Augustana’s Center for Western Studies (CWS) is hosting the Northern Plains Indian Art Market Exhibit Sept. 6 to Nov. 30, 2012.
This program features the art of the Northern Plain Indian Art Market since 1988, making this year their 25th year of sharing their work. Several artists have submitted pieces of work representing different views of the Indian culture.
Harvey Rattey is one of the many artists who have an itch for the Indian culture. He grew up near the Fort Belkap Reservation near Harlem, Mont. Rattey has ranched all his life and has been a professional sculptor for over 40 years.
“I enjoy depicting my people in my bronze sculptures and bring honor to their memory,” Rattey said about his sculpture called “The Last Visit.”

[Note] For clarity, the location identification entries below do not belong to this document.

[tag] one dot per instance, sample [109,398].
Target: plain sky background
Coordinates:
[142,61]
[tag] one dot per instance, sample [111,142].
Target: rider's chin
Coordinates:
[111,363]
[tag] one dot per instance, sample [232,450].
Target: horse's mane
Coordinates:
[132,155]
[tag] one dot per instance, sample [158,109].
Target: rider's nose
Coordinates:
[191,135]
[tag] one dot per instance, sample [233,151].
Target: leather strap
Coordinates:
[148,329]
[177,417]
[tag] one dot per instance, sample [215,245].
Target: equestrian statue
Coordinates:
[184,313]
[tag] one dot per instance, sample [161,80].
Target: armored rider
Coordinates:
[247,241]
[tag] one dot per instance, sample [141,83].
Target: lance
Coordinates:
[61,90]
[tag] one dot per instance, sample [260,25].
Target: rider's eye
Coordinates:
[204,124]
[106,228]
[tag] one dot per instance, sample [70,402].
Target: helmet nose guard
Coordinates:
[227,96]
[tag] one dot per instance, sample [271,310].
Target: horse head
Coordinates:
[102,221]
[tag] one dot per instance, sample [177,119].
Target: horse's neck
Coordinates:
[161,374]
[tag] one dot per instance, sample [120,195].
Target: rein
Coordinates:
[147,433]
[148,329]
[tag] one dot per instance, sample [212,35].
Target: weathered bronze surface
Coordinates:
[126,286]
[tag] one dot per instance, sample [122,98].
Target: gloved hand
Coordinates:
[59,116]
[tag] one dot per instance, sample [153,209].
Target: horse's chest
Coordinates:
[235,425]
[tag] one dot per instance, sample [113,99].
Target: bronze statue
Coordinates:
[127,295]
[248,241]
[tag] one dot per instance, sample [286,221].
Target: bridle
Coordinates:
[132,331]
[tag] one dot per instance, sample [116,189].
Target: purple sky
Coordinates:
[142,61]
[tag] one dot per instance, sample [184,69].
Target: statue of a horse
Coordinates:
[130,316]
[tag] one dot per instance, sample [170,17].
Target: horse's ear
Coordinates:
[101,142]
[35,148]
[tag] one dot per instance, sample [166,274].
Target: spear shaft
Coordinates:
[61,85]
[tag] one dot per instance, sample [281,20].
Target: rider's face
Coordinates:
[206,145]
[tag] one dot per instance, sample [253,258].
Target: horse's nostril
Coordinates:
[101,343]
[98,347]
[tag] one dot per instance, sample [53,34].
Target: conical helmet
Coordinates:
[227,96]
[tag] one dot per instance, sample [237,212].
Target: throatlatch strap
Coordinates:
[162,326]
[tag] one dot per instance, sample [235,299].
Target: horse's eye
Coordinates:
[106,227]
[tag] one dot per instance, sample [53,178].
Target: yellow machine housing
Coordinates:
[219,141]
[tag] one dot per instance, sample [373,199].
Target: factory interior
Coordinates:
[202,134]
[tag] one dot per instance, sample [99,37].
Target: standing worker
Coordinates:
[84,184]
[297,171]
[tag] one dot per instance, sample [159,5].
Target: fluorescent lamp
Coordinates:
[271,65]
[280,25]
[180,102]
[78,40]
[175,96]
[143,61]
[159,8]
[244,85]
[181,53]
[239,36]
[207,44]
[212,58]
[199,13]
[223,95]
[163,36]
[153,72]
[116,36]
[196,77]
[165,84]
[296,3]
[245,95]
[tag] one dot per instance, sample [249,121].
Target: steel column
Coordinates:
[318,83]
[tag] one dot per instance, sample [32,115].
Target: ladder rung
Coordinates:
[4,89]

His wife Pamela is also a sculptor. “The sacred ‘Indian Horse Dance Sticks’ are my favorites,” she said. “Each is a replica of ones he (Harvey) saw in museums. The Plains Indians carved them in the image of a brave horse they honored. The red marks on the carving indicate wounds the horse received during battle.”
These are just a couple of the many works that Rattey has showing in the CWS.
The exhibit gives not only Augustana students, but also the general public, a taste of other cultures.
“I think the exhibits that the CWS brings to campus have been able to give the public a unique appreciation for other cultures,” sophomore Jackie Adelmann said.
“I was able to visit the exhibit the other day and was surprised to learn so much about the Northern Plains Indian Art. I appreciate everyone’s efforts involved to provide such a great experience to Augustana,” she said.
The exhibit is free of charge, but donations are accepted and appreciated. Exhibit hours are from 8 a.m. to 5 p.m. weekdays and 10 a.m. to 2 p.m. Saturdays.
Indian-inspired artwork fills Augie’s Center for Western Studies through Nov. 30.